Thursday, January 10, 2013

"Neither Do They Spin"

This post is a continuation of my "20 Things" series.

I’m not a worrier. Not that I NEVER worry about things, it’s just one something I’m not very good at. See, my brain is kind of weird. Anytime I have any sort of unrest… be it a problem I’m trying to figure out or a situation I’m unsure of or anything else that requires worrying, my brain goes into overload and won’t stop thinking about it. It’s very stressful and I’m just not good at dealing with stress. So, in order to keep functioning, I’ve developed a coping mechanism.

Here’s how it works:

A problem arises. First, I figure out if I can do anything about it. If I can’t, I block it from my brain. If I can, it goes on in the process and I brainstorm possible solutions.

Brainstorming is the most lengthy part of my problem solving process. If I know I can do something about the problem but don’t  have any immediate solutions, I’ll put the issue on the back burner of my brain and keep my eyes peeled for ideas in my day to day life. Solutions pop up in the most random places and if my mind is tuned in to look for them, I’ll pick up on the ideas even if I’m not actively worrying about it 24/7. For more straight forward issues, I’ll draw up a mental list of possibilities.

When all the ideas are formed, I weigh the consequences (good and bad) of each choice. Sometimes the solution is obvious. Sometimes it’s not. When it’s not, and I don’t know what to do, I just pick one. I go with my gut and choose an option and go with it. I figure once I have all of the information collected, thinking about it over and over and over isn’t going to be productive. I’m not going to get any farther so I might as well just make a decision.

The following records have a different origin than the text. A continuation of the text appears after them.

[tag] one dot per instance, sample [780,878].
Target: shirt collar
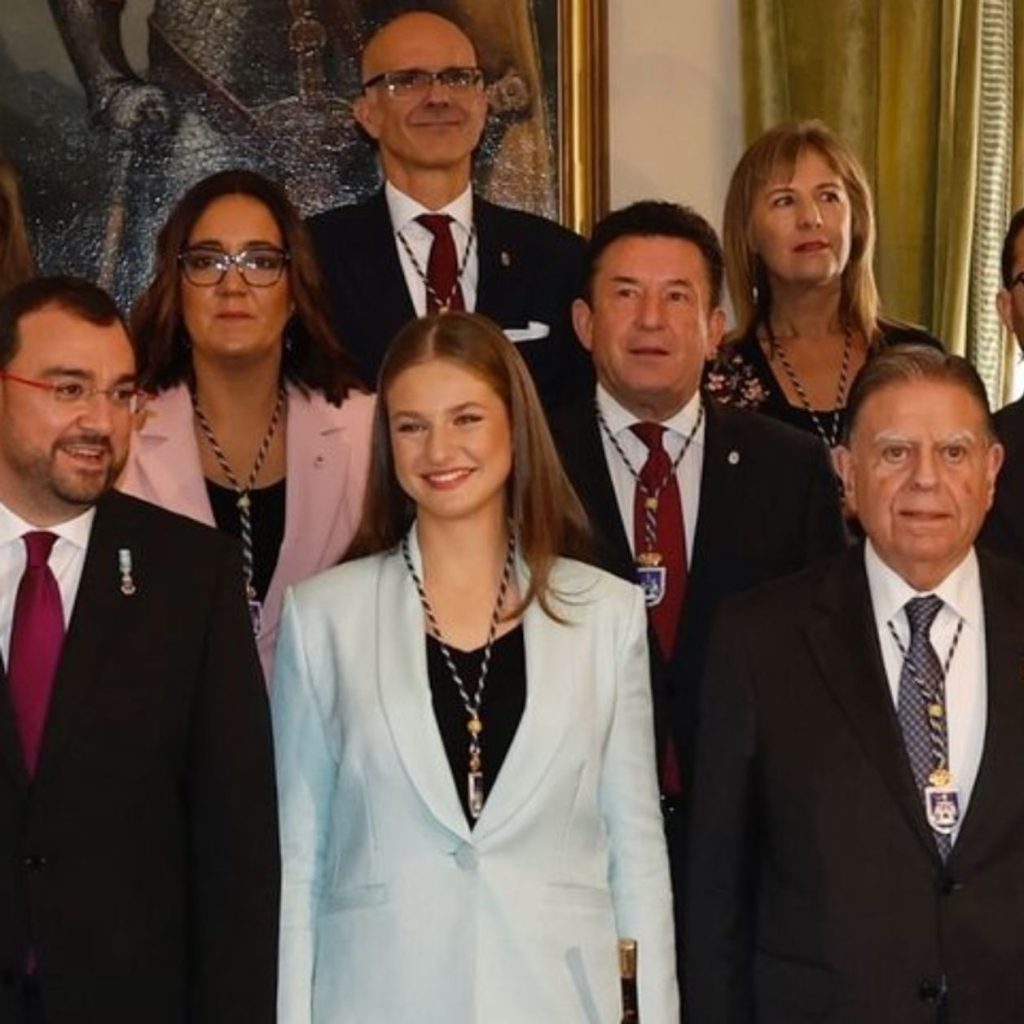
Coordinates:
[76,530]
[620,419]
[961,590]
[403,209]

Now, the final key is, once I make a decision, it’s permanent. I make up my mind and that’s it. Going back to the problem and second-guessing myself only negates all of my previous mental deliberation and toils and brings back the stress that my brain so strongly needs to be rid of. Once the choice is made I don’t think about the problem anymore.

This may seem like kind of a harsh system, but for me it’s a sanity saver. Stress is the one thing that really affects my happiness level, so when I have issues weighing me down, it’s in my best interest to get rid of them asap, otherwise I’m a mess.

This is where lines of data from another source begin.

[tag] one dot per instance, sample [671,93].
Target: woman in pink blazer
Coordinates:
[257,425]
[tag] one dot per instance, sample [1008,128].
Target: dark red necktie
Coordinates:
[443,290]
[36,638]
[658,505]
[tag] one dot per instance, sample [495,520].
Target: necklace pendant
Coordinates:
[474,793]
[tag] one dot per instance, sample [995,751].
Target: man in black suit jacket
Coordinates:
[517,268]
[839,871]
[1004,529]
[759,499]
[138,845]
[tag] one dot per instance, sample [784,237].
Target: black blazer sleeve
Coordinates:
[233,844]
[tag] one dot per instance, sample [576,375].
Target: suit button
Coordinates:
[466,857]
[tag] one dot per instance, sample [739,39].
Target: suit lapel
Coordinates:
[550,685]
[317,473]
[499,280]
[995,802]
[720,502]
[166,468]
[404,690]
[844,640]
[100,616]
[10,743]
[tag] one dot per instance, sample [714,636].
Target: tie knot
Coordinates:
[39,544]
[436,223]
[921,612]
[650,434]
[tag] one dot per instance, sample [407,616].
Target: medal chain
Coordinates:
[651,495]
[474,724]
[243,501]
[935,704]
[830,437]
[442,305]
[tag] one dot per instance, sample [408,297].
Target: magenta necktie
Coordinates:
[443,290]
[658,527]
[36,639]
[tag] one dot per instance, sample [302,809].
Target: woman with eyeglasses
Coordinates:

These days whenever I find myself starting to worry about something, I pull up a mental chart like this one and STOP WORRYING.


2 comments:

The Butler Clan said...

Perfect. I love it! and I will apply it to my life as well, just what I needed to hear.

Rachel said...

I love these posts, as they always make me think. I read them and then carry them around with me for a while. I like this perspective a lot-- particularly the open brainstorming sessions and the "make a decision, stick with it, and move forward" perspective. I think that is SO key for happiness.